Sort all files in a folder independently, with an output file for each

0

I have several folders that contain numerous text files, ranging from tens to 100s. These text files are simple databases containing millions of lines, with each line containing a single record. However, the records in them are unsorted and contain many duplicates. I'd like to to sort and de-duplicate them all individually (i.e. independently of each other), but to my understanding, sort can only produce a concatenated output of all input files - that is, even if given multiple files, it will only produce one output file containing the combined results of all those files.

How can I sort all files in the current folder to produce an individually sorted output file for each one? I'd also like for the output files to be outputted to a subfolder within the current directory. A for loop is the obvious solution to me, but I'm asking here in case there's some simpler way to do this with sort that I've not come across or missed. My bash knowledge is also very lacking, so if a for loop is the simplest solution, I'd appreciate someone providing the best way to go about that rather than me spending many days hacking something together that would still fall short of what I want to do.

Hashim

Posted 2018-09-12T23:17:31.103

Reputation: 6 967

sort -u provides a single record list. – matzeri – 2018-09-13T09:26:17.147

@matzeri Are you trolling? – Hashim – 2018-09-13T16:29:20.487

Answers

1

Yes, you can do this with for. Even if there is "some simpler way to do this with sort" (but I don't think so), this is also quite simple:

# cd to the directory you want to process

mkdir sorted    
for file in *; 
do
   printf 'Processing %s\n' "$file"
   [ -f "$file" ] && sort -u "$file" > "./sorted/$file"
done

Notes:

  • for file in * doesn't process files in subdirectories.
  • printf is only to report progress. In fact it should be placed after [ ... ] (see below) but I don't want to overcomplicate the code. You can just remove the printf line, if you want the whole thing to be silent.
  • [ -f "$file" ] checks if $file is a regular file. With the most general pattern (i.e. *) we need this condition at least to avoid running sort with the sorted directory as an argument (this would throw an error, harmless but non-elegant). Most likely this test won't be needed if you use a more specific glob like *.txt or *.db instead of * (e.g. to skip a stray desktop.ini file that shouldn't be processed). In this case you can omit [ ... ] && and start the line with sort (leaving the line intact shouldn't hurt though).
  • sort supports various options and you may want to use some of them, depending on how you need to sort.

  • sort -u de-duplicates entries right after sorting them, and when already using sort is a less redundant alternative to using the uniq command.

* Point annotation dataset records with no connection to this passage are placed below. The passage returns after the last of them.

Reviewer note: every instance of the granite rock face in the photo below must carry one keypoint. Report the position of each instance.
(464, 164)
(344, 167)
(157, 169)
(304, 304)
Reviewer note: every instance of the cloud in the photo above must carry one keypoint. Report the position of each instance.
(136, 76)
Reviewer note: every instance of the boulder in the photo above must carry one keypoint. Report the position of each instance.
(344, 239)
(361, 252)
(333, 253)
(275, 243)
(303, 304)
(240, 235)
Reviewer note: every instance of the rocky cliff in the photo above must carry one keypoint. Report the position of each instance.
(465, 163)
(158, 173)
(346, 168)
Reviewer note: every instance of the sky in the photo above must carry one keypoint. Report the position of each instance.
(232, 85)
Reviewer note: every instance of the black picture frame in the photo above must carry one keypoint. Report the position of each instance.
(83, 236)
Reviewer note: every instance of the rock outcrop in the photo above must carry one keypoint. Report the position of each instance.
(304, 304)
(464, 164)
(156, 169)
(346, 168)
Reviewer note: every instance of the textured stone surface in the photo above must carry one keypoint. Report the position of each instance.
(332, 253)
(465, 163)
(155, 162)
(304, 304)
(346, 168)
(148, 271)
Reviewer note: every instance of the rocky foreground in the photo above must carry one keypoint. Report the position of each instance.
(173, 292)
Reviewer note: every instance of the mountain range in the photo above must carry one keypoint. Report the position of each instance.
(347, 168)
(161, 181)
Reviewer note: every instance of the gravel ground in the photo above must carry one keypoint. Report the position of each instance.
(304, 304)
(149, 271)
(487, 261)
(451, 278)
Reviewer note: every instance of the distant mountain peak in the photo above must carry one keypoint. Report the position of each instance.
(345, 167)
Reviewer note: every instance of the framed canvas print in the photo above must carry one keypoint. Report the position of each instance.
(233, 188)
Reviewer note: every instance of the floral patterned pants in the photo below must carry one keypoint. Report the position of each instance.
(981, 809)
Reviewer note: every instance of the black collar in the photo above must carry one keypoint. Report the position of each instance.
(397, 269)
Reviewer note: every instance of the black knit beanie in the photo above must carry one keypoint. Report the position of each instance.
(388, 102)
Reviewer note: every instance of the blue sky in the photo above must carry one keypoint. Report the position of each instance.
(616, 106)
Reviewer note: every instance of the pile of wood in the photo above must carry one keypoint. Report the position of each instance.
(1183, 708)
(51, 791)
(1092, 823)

If you needed to pick files according to conditions more complex than a simple glob, find might be better to start with. For your current task for should be fine.

Kamil Maciorowski

Posted 2018-09-12T23:17:31.103

Reputation: 38 429

This looks perfect, thank you so much. There is a part of the code that I'm a little confused on - where does the [ -f "$file" ] come from? That is, what command does the -f parameter belong to, and what exactly do the square brackets mean? I haven't seen that sort of syntax used in a bash file before, at least not in this context. – Hashim – 2018-09-13T19:09:05.153

Okay, I found my answer here that it's synonymous with the test command: https://stackoverflow.com/questions/28036052/what-does-f-mea, but for clarification, what exactly does this mean? That [ ... ] is shorthand for the test command?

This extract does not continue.